Sometimes I feel that I have a warped sense of sympathy.  I saw children sleeping on the streets in Mumbai but a starving dog makes me cry the hardest?  Animals are the most innocent of all I think in this world, but are children not just as innocent?  I don’t know, can’t tell, haven’t figured it out yet.  

It’s times like these when I think of the design blogs that I read, the beautiful interiors, the perfectly designed restaurant bar and I think we’ve lost sight of reality.  While people all around the world live using cardboard boxes as walls, others are wondering whether “Handsome Grey” or “Moonshine Beige” is the best color for the foyer.

It felt unkind to take that photo of the dog but I wanted to remember him.  To make him feel like he wasn’t alone.  To give some sort of validation to him, yes you do exist.  I see you.  I acknowledge your pain.

I'll even say that he looks "okay" right here but imagine three days later, hasn't moved but ten feet and definitely hasn't eaten.


…I saw yesterday (3AUGUST) more people, tourists, trying to help the poor little dog.  Some people had given it food and water.  Their compassion made me cry too.  It made me think (something that I already know but find it easy to lose sight of) is how humans can be good too. 

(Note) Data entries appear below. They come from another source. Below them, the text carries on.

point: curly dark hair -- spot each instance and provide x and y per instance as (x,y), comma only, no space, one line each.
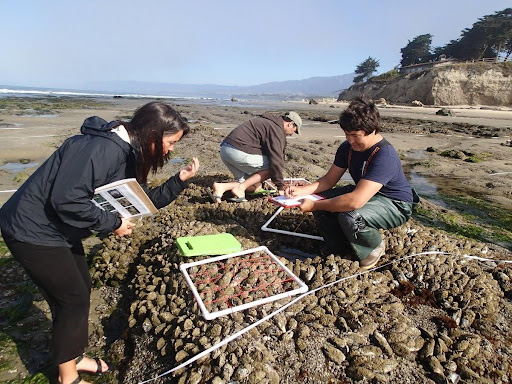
(360,115)
(149,124)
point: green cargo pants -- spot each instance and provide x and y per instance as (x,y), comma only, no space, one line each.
(358,230)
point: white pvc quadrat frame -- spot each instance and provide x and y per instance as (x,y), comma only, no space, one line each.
(213,315)
(265,227)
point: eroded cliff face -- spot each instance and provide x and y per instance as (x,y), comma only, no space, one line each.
(458,84)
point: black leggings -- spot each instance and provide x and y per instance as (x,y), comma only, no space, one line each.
(62,276)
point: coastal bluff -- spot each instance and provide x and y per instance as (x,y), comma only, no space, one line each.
(458,84)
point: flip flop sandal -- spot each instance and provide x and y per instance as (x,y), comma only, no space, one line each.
(98,366)
(214,198)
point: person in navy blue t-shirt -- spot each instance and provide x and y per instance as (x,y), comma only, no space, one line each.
(381,198)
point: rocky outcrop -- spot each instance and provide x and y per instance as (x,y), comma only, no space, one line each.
(457,84)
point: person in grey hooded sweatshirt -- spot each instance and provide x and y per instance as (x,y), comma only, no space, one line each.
(46,218)
(253,152)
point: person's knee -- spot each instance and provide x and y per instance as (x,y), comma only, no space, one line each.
(351,222)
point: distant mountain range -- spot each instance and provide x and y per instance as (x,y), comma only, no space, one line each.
(312,87)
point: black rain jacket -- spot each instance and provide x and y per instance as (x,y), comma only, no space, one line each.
(54,208)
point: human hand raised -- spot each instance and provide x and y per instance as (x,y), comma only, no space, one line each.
(307,205)
(190,170)
(125,228)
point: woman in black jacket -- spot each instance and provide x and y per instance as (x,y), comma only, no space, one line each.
(44,221)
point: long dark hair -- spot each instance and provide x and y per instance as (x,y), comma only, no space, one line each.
(361,115)
(149,124)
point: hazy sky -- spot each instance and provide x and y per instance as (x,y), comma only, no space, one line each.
(67,43)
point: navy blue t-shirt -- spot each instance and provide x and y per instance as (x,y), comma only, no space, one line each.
(384,168)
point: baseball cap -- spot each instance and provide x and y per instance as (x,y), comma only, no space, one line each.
(294,116)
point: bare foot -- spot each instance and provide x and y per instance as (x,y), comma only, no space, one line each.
(218,190)
(238,192)
(90,365)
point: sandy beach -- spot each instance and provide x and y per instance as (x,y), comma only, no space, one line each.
(422,320)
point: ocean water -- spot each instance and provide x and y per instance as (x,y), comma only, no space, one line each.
(249,101)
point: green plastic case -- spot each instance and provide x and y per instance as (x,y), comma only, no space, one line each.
(219,244)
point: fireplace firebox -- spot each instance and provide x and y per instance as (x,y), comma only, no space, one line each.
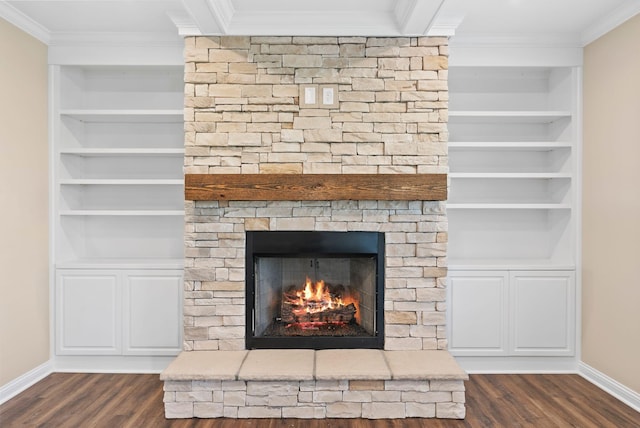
(314,290)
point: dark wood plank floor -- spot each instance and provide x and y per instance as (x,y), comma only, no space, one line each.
(123,400)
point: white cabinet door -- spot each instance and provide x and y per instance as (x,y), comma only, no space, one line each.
(153,312)
(542,313)
(88,317)
(478,315)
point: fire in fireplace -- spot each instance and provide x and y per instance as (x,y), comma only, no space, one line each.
(315,290)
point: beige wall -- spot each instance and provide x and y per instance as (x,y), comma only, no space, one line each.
(611,207)
(24,275)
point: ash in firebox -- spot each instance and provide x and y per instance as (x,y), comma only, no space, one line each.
(337,329)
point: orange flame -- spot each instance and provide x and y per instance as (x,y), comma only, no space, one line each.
(316,297)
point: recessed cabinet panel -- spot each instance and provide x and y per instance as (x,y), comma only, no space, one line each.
(88,316)
(517,313)
(153,316)
(478,318)
(543,312)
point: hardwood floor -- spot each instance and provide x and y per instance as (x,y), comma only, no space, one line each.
(123,400)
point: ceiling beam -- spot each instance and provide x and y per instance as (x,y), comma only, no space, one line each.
(415,17)
(206,19)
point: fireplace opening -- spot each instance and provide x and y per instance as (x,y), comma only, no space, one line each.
(315,290)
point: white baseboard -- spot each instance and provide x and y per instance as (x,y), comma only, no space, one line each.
(607,384)
(111,364)
(506,365)
(23,382)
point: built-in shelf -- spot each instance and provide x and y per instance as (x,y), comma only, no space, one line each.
(122,213)
(512,163)
(481,116)
(119,148)
(508,206)
(125,152)
(121,182)
(508,175)
(122,115)
(123,263)
(509,145)
(510,264)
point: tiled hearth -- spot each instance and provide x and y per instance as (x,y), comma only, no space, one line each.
(242,116)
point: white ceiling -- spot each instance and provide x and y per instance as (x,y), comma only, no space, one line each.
(565,22)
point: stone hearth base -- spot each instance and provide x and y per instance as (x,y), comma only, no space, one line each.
(350,383)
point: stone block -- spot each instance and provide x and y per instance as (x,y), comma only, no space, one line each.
(450,410)
(193,396)
(234,398)
(304,412)
(367,84)
(301,61)
(208,410)
(178,410)
(420,410)
(344,410)
(259,412)
(386,396)
(403,344)
(447,385)
(458,397)
(312,123)
(357,396)
(268,388)
(366,385)
(383,410)
(327,396)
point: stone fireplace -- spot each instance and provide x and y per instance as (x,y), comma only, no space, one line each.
(374,163)
(314,290)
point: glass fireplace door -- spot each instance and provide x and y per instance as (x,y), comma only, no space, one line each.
(314,295)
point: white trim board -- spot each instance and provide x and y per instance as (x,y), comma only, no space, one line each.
(111,364)
(516,364)
(610,386)
(23,382)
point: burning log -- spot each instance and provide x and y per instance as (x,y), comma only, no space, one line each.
(316,304)
(292,314)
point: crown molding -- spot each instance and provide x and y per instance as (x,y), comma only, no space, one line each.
(610,21)
(415,17)
(205,20)
(23,22)
(184,23)
(484,40)
(223,12)
(115,39)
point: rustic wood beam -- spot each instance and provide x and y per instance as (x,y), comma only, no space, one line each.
(315,187)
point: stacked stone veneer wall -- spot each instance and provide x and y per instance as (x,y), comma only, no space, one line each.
(242,115)
(369,399)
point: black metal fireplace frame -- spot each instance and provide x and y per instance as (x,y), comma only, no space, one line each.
(313,244)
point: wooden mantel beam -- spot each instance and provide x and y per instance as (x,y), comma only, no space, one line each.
(315,187)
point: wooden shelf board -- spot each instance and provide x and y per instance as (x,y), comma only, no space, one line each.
(315,187)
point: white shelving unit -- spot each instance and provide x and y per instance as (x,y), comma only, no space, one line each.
(512,166)
(118,207)
(512,209)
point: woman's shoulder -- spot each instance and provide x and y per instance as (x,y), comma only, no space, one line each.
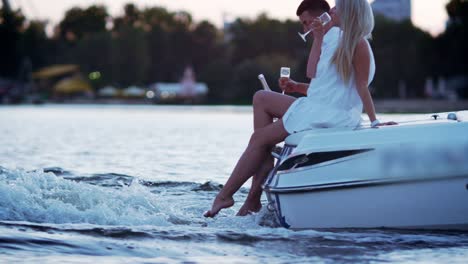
(363,47)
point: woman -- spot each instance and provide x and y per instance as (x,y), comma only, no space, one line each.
(341,66)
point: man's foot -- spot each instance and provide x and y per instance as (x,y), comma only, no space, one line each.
(218,204)
(249,208)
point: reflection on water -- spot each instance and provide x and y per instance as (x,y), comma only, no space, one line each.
(94,183)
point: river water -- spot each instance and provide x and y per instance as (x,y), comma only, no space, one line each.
(128,184)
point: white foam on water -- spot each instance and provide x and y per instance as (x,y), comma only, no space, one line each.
(45,198)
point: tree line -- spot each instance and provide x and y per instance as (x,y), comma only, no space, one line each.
(153,44)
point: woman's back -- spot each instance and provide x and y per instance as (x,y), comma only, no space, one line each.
(328,87)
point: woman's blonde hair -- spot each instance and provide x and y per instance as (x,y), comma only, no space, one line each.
(357,22)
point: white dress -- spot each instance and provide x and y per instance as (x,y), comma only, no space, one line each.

… 6AUGUST edit.  I haven’t been back to see if he is still there today, even thinking about him makes me cry.  But I did see a Cuban help him yesterday!  The first Cuban I’ve seen to even acknowledge him, while others sit by with their pet dogs!!  I just don’t see how that happens.  How do you have a pet dog and sell puppies in cages on Obispo but don’t feel any sympathy or responsibility for this starving dog?  I just can’t stop thinking about him and crying.  I keep thinking about Tom saying that Cuba desperately needs people to come in to help with animal care and at first I didn’t really see what he meant.  The streets aren't “overrun” with strays and people have well taken care of pets but the number of cases of neglect that I have seen now makes his comment clear.  There were a few people (British, Australian, one Swiss) on their last day of a tour at breakfast this morning and the woman was telling how she didn’t like Cuba.  That on her first day here she figured out it wasn’t a place she liked(maybe I’ll write more about this actually...) but she said she didn’t like the poverty, pollution, and the animal neglect.  She said everything is in ruin and meant it literally.  In the country she had seen starving animals all over and said in particular this starving mother dog with teets all swollen from frequent and probably recent use was entirely skin and bones but was the sweetest dog she could have imagined.  She found someone to sell her costume jewelry in hopes that the money would go to taking care of the dog.  (Optimistically trusting, the cynic in me feels.)